Capturing the ephemeral essence of youth has also long been of interest to Fumi Nagasaka, a photographer and casting director whose work has appeared in AnOther and Dazed. Renowned for her unorthodox use of streetcast subjects, Nagasaka found herself particularly taken with shooting portraits of teens and has now developed this personal project into her debut photobook: Untitled Youth. The book is a reminder, she says, “That we can’t be kids forever,” adding that she was captivated by her subjects’ purity. “Those kids have so many dreams about the future. They don’t have to worry about anything.”
An exploration of the unexpected beauty of adolescence, Untitled Youth brings together a series of portraits of teenagers Nagasaka has shot over the past six years. Some are strident, some seem shy; some are cocky and others contemplative; braces and blue hair and Dr. Martens all feature. Shot predominantly in New York (where Japanese-born Nagasaka is now based), Berlin, England and Stockholm, the subjects of the photos were serendipitously happened across on trains and supermarkets rather than deliberately sought out. There’s a beauty in their ordinariness which appeals to Nagasaka, who has a history flipping the tried and tested editorial formula by trying to make even the models she shoots, “look less ‘modelly’”.
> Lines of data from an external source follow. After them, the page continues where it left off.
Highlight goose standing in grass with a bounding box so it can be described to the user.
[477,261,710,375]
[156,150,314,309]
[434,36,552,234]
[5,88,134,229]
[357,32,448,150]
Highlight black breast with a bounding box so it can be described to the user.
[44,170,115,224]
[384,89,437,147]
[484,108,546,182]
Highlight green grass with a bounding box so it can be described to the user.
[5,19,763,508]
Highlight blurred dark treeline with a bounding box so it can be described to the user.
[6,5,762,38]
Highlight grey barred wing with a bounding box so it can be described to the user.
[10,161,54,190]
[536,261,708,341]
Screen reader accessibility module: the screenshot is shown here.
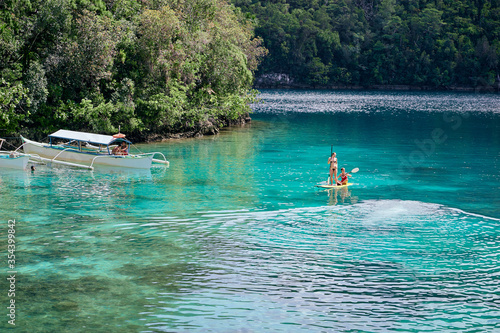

“I’m not really interested in shooting hipsters who know what they’re doing, I like kids who are regular, maybe from the countryside, who haven’t read about fashion or art… Very innocent and pure kids. They don’t have to be typically beautiful. They can be nerdy or unique,” she explains. Indeed, it’s her subjects’ inexperience that gives the portraits a spontaneity and touching honesty. “I build a relationship with the people I shoot. I make them trust me because it’s very important, they need to be open to me,” she says.
Nagasaka, who was a basketball-obsessed teen, says it’s impossible to choose a favourite portrait (“I’ve already edited out so many!” she protests) but does single out the picture that appears on the book’s cover as “really special” adding that the boy (who she first shot for a Dazed editorial) is often mistaken for a girl. She says he visited her in her in Paris last week, and, with the passage of time has become “a totally different person to who I met”. A fitting reminder of the fleeting and ephemeral nature of youth.
Youth by Fumi Nagasaka, published by KAHL Editions, is out October 15, 2016.